Una obra maestra, en literatura, requiere de la colaboración de dos y, con frecuencia, hasta de tres genios. El primero es el que la escribe, naturalmente. El tercero — luego hablamos del segundo— no siempre es necesario, solo cuando se lee la obra en un idioma distinto al original. Se trata del traductor, cuyo nivel de genialidad ha de ser similar o superior al del autor, nunca inferior. Un traductor inferior desgracia la obra sin remedio. Uno superior corre el peligro de mejorarla, lo que no deja de ser un problema. El traductor se enfrenta a la titánica tarea de cambiar de idioma sin perder ni ganar nada en el camino; algo que es imposible, pero bueno, bastante será que se junten esos dos genios.
Una vez escrita la obra —y traducida en su caso—, por muy buena que sea, si no interviene otro genio, el segundo, sigue sin ser una obra maestra. Pista: es como el árbol partido por un rayo en el bosque: si nadie lo ha visto, ¿de verdad ha caído ese árbol partido por un rayo en el bosque? No, de alguna forma. Lo mismo sucede con la obra que nadie ha leído. Seguro que hay por ahí un buen número de grandes libros escritos por genios aislados en sus bosques a los que nadie ha tenido la oportunidad de echar un vistazo.

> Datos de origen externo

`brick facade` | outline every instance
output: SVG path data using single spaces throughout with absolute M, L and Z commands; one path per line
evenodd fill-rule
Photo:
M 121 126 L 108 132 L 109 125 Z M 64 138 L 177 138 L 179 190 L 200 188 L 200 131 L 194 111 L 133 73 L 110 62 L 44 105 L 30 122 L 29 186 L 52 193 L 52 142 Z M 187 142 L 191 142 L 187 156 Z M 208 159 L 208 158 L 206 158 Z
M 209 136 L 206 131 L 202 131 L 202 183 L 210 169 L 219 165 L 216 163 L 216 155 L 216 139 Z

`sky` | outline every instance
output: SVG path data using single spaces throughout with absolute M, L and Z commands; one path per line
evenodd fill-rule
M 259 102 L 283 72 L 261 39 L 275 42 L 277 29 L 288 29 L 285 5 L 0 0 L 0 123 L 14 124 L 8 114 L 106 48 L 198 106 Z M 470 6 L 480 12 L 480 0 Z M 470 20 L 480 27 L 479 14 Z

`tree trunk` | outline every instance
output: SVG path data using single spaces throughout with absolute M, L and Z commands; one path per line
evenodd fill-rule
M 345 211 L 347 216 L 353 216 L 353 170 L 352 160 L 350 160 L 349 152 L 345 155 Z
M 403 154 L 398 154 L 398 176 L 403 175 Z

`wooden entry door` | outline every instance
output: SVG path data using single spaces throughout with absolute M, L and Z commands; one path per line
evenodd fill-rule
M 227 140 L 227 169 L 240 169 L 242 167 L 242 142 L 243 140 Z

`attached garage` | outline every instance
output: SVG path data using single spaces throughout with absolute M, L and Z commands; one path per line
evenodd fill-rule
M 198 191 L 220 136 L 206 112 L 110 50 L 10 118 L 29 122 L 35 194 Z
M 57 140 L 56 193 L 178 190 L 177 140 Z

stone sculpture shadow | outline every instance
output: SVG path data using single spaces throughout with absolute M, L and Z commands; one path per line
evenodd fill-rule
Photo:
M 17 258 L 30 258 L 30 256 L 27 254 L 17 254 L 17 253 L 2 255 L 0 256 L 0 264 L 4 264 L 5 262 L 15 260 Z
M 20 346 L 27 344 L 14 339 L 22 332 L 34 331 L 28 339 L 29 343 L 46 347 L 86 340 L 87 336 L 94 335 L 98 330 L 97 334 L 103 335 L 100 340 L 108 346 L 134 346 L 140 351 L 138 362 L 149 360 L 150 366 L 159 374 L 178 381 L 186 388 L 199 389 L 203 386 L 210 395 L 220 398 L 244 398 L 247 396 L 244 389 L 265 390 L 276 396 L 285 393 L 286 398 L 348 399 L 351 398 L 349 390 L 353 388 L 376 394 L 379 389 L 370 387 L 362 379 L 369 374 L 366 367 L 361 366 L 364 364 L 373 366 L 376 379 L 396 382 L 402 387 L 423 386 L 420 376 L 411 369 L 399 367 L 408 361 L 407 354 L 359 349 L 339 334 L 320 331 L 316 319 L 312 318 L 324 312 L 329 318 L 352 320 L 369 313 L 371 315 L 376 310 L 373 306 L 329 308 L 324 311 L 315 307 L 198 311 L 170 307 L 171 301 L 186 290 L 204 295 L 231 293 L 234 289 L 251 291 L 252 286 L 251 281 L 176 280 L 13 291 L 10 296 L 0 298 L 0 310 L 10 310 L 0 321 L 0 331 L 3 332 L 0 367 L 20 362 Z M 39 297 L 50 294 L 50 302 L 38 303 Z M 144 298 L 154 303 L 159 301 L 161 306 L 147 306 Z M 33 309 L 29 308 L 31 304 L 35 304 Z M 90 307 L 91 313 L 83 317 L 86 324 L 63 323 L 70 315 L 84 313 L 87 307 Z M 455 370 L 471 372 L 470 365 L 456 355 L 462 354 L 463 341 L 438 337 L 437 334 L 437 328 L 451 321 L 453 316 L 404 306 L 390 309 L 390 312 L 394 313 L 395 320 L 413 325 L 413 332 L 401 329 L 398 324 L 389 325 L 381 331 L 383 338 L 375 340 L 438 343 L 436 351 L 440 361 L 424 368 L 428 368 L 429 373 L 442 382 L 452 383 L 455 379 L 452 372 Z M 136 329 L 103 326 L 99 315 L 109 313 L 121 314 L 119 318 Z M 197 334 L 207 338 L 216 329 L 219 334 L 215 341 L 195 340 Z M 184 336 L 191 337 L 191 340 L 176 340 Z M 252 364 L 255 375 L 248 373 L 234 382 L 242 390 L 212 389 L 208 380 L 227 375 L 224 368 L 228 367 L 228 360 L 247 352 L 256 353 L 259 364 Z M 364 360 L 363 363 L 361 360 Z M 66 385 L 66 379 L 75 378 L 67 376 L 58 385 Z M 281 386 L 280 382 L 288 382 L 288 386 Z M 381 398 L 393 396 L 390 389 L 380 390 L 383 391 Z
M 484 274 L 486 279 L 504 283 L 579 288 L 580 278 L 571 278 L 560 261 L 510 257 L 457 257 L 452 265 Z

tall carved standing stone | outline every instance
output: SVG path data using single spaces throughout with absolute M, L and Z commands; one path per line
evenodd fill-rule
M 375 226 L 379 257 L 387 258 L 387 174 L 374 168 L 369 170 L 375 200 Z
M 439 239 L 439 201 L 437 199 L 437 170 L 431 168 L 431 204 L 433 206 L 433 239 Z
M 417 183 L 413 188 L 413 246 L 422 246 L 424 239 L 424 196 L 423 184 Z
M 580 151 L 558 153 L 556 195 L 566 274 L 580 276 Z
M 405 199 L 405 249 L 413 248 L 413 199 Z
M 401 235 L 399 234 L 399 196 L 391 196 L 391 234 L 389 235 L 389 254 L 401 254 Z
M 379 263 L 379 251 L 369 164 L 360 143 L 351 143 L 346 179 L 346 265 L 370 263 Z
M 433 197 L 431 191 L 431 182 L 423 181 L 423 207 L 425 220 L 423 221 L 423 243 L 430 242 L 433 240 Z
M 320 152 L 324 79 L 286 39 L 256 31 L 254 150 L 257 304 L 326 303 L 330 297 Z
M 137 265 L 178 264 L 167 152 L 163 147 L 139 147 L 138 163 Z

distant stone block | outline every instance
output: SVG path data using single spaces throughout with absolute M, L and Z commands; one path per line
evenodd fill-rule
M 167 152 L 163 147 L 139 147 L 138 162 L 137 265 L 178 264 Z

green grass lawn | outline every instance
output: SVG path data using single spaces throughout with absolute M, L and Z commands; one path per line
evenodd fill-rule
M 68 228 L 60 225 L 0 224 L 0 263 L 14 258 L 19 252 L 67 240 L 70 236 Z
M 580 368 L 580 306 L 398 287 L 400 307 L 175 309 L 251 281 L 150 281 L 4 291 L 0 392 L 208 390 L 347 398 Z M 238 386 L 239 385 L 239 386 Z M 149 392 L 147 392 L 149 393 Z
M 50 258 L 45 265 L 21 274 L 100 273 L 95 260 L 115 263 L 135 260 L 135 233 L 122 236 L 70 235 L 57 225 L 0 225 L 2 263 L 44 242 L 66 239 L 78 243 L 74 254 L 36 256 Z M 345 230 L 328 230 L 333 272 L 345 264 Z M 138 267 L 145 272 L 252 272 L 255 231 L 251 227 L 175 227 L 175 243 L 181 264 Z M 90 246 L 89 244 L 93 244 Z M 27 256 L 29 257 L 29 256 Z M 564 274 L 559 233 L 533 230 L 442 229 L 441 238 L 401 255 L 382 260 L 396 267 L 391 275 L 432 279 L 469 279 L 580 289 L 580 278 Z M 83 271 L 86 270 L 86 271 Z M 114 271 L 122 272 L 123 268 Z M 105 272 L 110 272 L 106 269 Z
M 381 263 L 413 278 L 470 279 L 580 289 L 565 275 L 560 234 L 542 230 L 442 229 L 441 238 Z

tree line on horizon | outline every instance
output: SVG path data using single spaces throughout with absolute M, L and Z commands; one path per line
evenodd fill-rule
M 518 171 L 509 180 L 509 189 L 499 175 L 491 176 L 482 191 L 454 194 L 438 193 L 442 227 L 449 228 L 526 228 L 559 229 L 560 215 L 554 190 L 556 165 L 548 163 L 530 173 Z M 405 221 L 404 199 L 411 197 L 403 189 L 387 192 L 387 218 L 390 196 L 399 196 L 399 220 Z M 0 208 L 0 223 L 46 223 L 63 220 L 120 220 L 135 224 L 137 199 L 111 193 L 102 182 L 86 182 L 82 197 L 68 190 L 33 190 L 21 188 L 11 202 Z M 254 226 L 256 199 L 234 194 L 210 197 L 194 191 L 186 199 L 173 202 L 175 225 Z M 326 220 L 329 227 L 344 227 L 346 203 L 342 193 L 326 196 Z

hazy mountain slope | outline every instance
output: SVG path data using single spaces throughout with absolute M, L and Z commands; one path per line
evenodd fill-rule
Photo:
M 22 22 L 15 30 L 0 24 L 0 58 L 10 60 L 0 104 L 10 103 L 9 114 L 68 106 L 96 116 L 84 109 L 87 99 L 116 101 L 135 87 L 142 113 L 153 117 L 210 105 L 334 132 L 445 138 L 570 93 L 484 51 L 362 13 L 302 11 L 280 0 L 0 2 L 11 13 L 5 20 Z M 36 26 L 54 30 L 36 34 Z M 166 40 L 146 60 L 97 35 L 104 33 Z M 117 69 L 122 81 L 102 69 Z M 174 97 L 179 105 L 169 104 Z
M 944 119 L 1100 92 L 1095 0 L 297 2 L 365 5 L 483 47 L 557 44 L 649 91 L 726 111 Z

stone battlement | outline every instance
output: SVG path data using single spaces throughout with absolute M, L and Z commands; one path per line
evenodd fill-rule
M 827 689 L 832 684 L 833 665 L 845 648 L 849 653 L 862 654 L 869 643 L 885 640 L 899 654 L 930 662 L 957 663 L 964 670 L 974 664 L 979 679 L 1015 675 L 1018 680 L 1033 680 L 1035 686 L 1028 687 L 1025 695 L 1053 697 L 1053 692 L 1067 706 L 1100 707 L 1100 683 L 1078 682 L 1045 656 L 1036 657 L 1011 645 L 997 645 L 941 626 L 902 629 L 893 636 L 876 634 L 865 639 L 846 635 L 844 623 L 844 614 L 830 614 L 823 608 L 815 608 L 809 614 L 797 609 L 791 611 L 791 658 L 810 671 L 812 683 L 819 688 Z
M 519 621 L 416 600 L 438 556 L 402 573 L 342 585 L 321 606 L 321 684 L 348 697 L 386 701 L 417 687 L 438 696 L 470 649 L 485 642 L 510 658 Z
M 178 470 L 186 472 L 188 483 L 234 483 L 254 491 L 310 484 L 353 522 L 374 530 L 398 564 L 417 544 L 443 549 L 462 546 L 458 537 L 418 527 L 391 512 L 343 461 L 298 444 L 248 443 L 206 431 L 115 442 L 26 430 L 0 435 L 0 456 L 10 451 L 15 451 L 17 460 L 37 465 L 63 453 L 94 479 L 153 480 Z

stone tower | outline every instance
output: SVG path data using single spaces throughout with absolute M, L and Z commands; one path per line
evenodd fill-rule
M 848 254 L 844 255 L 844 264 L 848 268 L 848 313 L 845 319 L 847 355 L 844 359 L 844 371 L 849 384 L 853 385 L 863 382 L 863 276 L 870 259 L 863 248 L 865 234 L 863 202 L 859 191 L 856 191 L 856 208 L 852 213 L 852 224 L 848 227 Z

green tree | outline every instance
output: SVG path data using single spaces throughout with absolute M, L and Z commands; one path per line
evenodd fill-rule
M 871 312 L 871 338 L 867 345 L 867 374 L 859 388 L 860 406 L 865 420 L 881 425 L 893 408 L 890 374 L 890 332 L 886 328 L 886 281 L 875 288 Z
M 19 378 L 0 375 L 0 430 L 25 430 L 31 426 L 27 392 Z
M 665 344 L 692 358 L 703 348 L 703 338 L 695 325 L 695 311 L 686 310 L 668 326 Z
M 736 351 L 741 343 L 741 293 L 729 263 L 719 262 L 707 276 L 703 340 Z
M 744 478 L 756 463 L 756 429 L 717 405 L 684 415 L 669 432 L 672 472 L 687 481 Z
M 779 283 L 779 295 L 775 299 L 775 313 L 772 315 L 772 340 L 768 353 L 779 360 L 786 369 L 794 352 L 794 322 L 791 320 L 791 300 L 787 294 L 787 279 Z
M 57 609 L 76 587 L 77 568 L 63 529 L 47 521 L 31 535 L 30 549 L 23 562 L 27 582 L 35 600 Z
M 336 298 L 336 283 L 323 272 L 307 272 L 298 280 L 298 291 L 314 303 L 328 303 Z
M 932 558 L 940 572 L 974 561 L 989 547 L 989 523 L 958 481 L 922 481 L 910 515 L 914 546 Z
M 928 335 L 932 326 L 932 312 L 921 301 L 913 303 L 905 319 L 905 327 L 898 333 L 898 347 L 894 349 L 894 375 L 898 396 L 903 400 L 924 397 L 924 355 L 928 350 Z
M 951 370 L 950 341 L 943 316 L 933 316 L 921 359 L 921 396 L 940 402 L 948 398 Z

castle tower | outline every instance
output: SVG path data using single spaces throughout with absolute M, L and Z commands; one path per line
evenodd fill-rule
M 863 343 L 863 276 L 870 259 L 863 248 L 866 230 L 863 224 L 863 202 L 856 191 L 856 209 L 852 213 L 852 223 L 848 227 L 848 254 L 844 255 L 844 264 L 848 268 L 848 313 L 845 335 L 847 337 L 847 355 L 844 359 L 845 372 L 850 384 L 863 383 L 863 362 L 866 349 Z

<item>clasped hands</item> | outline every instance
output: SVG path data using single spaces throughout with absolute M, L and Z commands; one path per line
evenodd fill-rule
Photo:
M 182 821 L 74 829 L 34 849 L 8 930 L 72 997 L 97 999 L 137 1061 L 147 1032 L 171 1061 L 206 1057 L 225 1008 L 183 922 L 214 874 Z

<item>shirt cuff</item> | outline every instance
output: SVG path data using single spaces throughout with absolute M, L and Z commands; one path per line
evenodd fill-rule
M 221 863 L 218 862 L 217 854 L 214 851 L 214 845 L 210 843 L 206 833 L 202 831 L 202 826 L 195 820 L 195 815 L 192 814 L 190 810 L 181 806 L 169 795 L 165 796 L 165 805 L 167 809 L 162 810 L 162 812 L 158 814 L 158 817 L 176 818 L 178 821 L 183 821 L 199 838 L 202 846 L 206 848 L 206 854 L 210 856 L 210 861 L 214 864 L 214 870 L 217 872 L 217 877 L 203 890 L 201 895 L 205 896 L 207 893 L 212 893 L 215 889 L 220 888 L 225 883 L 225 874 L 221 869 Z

Así que, dijo el dios de la literatura, léase la obra, y la obra fue leída. ¿Es ya suficiente? Tampoco, a no ser que comparezca nuestro querido segundo genio, el lector que esté a la altura, el lector que dialogue de tú a tú con el autor (y con el traductor, si lo hubiera), alguien a quien queremos tanto porque podríamos ser nosotros mismos. Pero hay más: cada combinación distinta de autor, traductor y lector (geniales) hace que la obra, además de maestra, sea también única, porque ni traducciones ni lecturas son nunca iguales.